ですので今回全て後期にアップデートするという方向で作業を行なっているのですが、なかなか手強い感じになっています。
因みにこの車両に付いていた2分割式ピニオンのスターターギアは、後期FXRのスターターリングギアにマッチした丁数にも関わらず、回す事が出来ませんでした。同じ歯数でも微妙に寸法が違っていたのです。当然問題なく取り付け出来ましたが、動かなかった訳です。

スターターのボディでも違っていて、微妙にストレートラインが出ていないのかなぁ、なんて思い前期用と後期用セルの各部を計測したりするのですが、まぁ違ってもいない訳でして。

これが新規に圧入したデルクロンケース用のブッシング。何もコーティングがされていません。

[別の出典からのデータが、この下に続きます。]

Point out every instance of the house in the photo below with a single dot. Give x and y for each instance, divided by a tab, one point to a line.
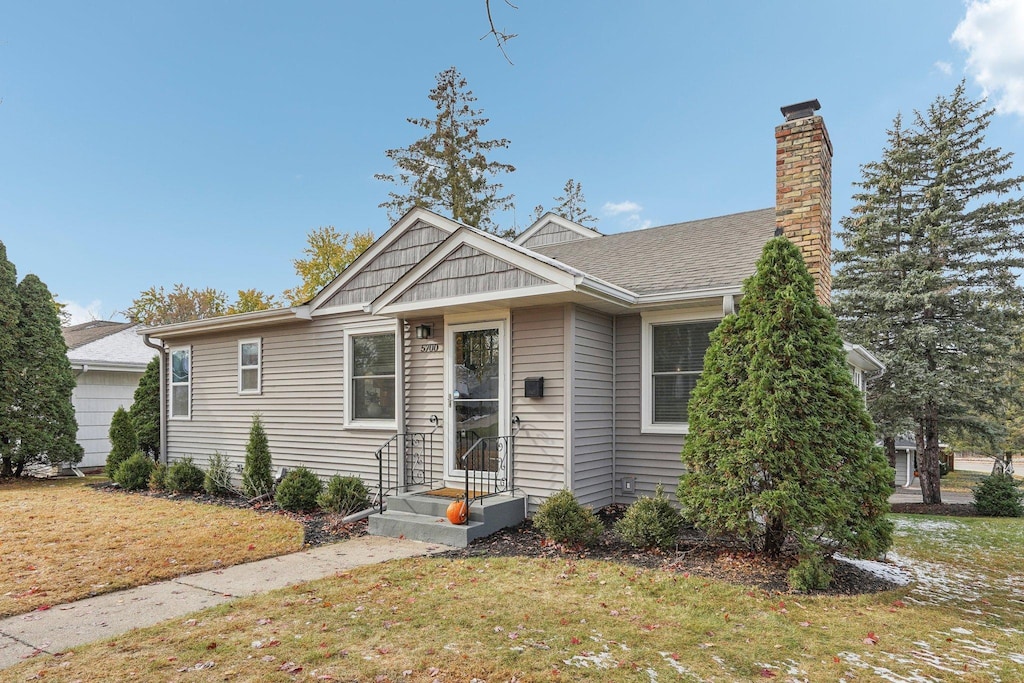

純正は白っぽいテフロンコーティングのようなものが施してあり、滑りが格段に良いのです。こういった物理的な要因も加味されてくるので余計にアタマが痛くなります、、

クリアランスが気になったり。

クリアランスが気になったり。。

ピニオンASSYをイロイロ付け替え、ピニオンギアもBAKERのレトロフィットギアに変更。その都度スターターでセルを回して最も元気に回る組み合わせを探ります。1次チェーンを装着せず、クラッチバスケット単体ならギュンギュン回るセットまでは追い込みました。
指を巻き込まれたら一発で切断される位回らないとダメです。

一体何が違うのか、、、もともとこの車両のスターター電装回りに不具合が生じていたのでしょうか?
絶えず充電しておかないとバッテリーが上がり易いような気もします。何処かで電気がドロップしているか、リークしている可能性も無きにしも有らず。。うーん、難しい。

ハーレーはスターターが"命"です。セルが使えなければ"押しがけ"という手もありますが、下り坂などを利用しないと難しいと思います。
どんなにハイパワーなエンジンを搭載したとしても、スターターが回らない、またはセルボタン数回でバッテリーが弱って始動困難に陥る、というようではそもそもその単車に乗る事自体が嫌になります。
当方がFXRのツインカムコンバートであったり、後期モデル用にコンバートするのは、そのあたりの不安を少しでも無くし、絶対に自走で帰れる車両、レッカーを呼ばなくても良い車両造り、を念頭においています。
その為には適切な部品のアップデート、スターターギア比の見直し、コンプレッションリリースの追加などの改良を行う訳です。闇雲に強化セルや強力なバッテリーだけに頼るのではなく、古い車両は根本から見直す事が重要です。
このあたりに拘って車両造りを考えているショップさんは残念ながらそう多くはありません。
今日のところは解決策と言えるところまで到底辿り着きませんでした。。

オマケの画像は此方↓
日々"鉄屑"のような部品が宅配便で届いております。W3で使う”当時モノ”パーツという奴です。
錆びてオンボロな部品を繁々と眺めてると、こんなものにお金を払っていると思うと正直虚しくなります。笑
車両が仕上がった時には”良い塩梅”に見えるんじゃないか、という希望的観測だけで前に進んでいます。

明日は複数件の外注先を回ります。終日留守となりますのでご了承下さい。